2004 European Championships England v Portugal. England losing. Owen Hargreaves, the bit player’s bit player, sender of endless sideways passes across midfield, suddenly hears the voices. He sees the chance to enter the fields of glory. He surges forward, past one player, gets about 8 yards and falls over.

Monday, June 05, 2006

Regression

Hadn't watched any of this Doctor Who series before the weekend. After Christopher Ecclestone quit, I figured, it would quickly descend from last year's impressive heights and become the sort of silly-but-innocous drama the BBC spits out without trying. How wrong can one cynic be? Saturday's episode reached an truly epic, monumental level of silliness.

They found the Devil. That's not bad for a storyline, is it? No more tired old Daleks this time. Lucifer Sam himself. And please note, any theologians: he doesn't live in Pandemonium or the darkest recesses of the human heart. He's in the centre of a planet which orbits a black hole. Be told. Given that he's awoken by a team drilling through the planet, it could also be a useful campaign slogan for environmental groups. Open that mine, they could tell the government, you won't just destroy a precious eco-system, you might rouse the Devil. And we're not speaking metaphorically, either. We really do mean the Devil.

Mind you, he might turn out not to be the Devil after all. This series has the Scooby Doo approach to anything supernatural. The only difference is that the hoax is generally perpetrated by carniverous aliens, rather than the owner of the old fairground wanting to sell the site for housing. But the thing rising up through the ground looked right. He had the laugh. And he could possess people, giving them cabalistic writings all over their skin, glowing red eyes and the ability to breath in a vacuum. If he's not the Devil, I don't want to meet the man who is.

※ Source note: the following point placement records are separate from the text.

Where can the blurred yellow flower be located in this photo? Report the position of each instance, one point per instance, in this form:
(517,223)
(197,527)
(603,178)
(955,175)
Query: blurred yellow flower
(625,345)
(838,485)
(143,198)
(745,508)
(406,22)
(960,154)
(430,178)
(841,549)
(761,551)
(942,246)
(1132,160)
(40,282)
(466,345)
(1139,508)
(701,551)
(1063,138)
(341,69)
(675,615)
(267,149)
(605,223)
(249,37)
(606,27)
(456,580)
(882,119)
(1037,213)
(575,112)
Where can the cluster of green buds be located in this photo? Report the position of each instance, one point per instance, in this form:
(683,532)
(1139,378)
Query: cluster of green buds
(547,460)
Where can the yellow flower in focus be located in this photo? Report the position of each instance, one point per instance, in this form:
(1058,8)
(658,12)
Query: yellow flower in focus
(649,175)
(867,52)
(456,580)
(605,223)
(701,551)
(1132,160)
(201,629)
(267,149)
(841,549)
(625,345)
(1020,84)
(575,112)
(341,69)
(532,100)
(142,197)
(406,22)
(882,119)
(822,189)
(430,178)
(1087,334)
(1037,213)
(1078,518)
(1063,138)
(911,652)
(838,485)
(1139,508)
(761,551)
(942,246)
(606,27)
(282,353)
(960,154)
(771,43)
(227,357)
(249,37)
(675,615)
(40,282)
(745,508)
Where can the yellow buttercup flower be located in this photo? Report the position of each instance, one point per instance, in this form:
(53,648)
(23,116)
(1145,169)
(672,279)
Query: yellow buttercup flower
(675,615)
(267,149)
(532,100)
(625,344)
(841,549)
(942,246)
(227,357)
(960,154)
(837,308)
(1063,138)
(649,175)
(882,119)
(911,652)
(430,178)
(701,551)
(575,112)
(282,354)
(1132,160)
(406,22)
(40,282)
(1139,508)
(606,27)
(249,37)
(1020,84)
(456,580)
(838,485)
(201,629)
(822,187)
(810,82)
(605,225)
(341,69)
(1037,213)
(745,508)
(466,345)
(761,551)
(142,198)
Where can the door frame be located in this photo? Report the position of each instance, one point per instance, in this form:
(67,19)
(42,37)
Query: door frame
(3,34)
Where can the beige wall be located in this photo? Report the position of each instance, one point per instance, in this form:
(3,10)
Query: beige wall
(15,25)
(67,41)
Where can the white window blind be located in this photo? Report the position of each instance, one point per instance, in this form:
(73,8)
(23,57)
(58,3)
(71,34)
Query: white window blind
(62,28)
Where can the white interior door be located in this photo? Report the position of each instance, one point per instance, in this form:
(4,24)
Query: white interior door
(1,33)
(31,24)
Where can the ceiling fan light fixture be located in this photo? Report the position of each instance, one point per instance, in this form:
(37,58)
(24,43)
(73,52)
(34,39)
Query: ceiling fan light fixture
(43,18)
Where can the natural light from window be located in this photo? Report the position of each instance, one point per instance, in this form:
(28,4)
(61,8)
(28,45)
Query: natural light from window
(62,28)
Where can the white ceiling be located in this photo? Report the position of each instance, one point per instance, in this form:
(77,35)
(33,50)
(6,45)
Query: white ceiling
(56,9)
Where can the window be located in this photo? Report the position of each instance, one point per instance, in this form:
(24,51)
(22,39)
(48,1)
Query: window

The Doctor's other problem is that he's lost the Tardis. He always seems to be doing this these days. Given how distraught the prospect makes him, you'd think he'd take more care of the damn thing. Insisting on valet parking wherever he lands, for example. Not just dump it in a broom cupboard for it to be hit by an asteroid and pushed into the centre of the world. AA would tell him the same thing.

That wasn't his main concern by the end of the episode, however. It was that he was about to die horribly. I'm glad that about the return of some proper Doctor Who cliffhangers. Several simultaneous scenes in which everyone is about to die horribly. And just as things are at their absolute worst, the theme tune kicks in. Even though I knew at the start of the next episode the Doctor would quickly save them by fiddling about with his sonic screwdriver, it always used to scare the bejesus out of me. It's nice to report that nothing has changed.